Наконец, когда обе повозки с дамами и их слугами тронулись с места, он повернулся к Адаму и до боли стиснул протянутую им ладонь.
– Вы уж заботьтесь о ней как следует, милорд!
– Можете не сомневаться, я позабочусь, сэр.
– А вы дадите мне знать, как она?
– Конечно. И не забудьте: вы должны приехать к нам на Рождество!
– О, у вас там, наверное, соберутся ваши великосветские друзья, хотя я считаю, что это очень любезно с вашей стороны – пригласить меня!

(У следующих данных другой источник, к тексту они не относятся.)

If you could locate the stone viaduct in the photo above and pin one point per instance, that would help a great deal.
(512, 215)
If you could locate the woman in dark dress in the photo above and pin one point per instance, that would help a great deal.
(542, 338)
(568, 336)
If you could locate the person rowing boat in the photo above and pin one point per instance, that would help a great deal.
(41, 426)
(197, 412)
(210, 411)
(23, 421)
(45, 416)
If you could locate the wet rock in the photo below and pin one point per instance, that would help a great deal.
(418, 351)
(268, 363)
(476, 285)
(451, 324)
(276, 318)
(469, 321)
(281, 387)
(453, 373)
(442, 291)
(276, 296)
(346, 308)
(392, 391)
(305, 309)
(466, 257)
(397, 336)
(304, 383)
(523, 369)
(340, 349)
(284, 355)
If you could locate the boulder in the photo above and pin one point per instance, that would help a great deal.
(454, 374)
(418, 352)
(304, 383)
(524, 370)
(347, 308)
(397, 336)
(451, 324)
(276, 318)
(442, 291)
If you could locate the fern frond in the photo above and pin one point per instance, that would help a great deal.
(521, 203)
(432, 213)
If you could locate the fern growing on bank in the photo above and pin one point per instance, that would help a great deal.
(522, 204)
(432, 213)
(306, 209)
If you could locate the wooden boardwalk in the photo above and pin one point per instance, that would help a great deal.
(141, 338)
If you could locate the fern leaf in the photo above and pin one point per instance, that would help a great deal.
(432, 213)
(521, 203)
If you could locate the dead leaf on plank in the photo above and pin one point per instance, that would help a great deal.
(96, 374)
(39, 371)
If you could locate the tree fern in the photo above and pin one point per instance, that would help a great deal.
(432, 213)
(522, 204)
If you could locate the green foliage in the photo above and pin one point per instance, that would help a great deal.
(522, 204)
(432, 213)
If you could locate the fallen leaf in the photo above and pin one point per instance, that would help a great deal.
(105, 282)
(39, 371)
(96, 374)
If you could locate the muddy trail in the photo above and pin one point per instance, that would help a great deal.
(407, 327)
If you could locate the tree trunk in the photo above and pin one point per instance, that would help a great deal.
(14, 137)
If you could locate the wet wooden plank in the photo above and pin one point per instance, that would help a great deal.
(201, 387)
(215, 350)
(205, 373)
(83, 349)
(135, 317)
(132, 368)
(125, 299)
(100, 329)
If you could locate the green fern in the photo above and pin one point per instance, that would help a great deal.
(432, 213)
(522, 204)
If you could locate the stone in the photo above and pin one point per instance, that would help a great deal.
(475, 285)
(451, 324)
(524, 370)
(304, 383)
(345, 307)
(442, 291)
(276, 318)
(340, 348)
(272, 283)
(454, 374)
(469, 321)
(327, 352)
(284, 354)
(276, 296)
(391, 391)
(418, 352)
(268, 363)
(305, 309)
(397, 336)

– У меня не будет даже никого из моих далеко не светских друзей, что гораздо больше достойно сожаления! Ходят довольно упорные слухи, что мой полк собираются отправить в Америку.
– Ну, я подумаю над этим, – сказал мистер Шоли. Он положил свою руку на плечо Адама, слегка встряхнув его. – Вам пора ехать. Никаких обид между нами, милорд?
– С моей стороны – никаких, сэр.
– Ну и с моей – тоже. Более того, – решительно произнес мистер Шоли, – если я сказал что-то неучтивое, когда мы повздорили, – а я мог это сделать, – то прошу у вас прощения!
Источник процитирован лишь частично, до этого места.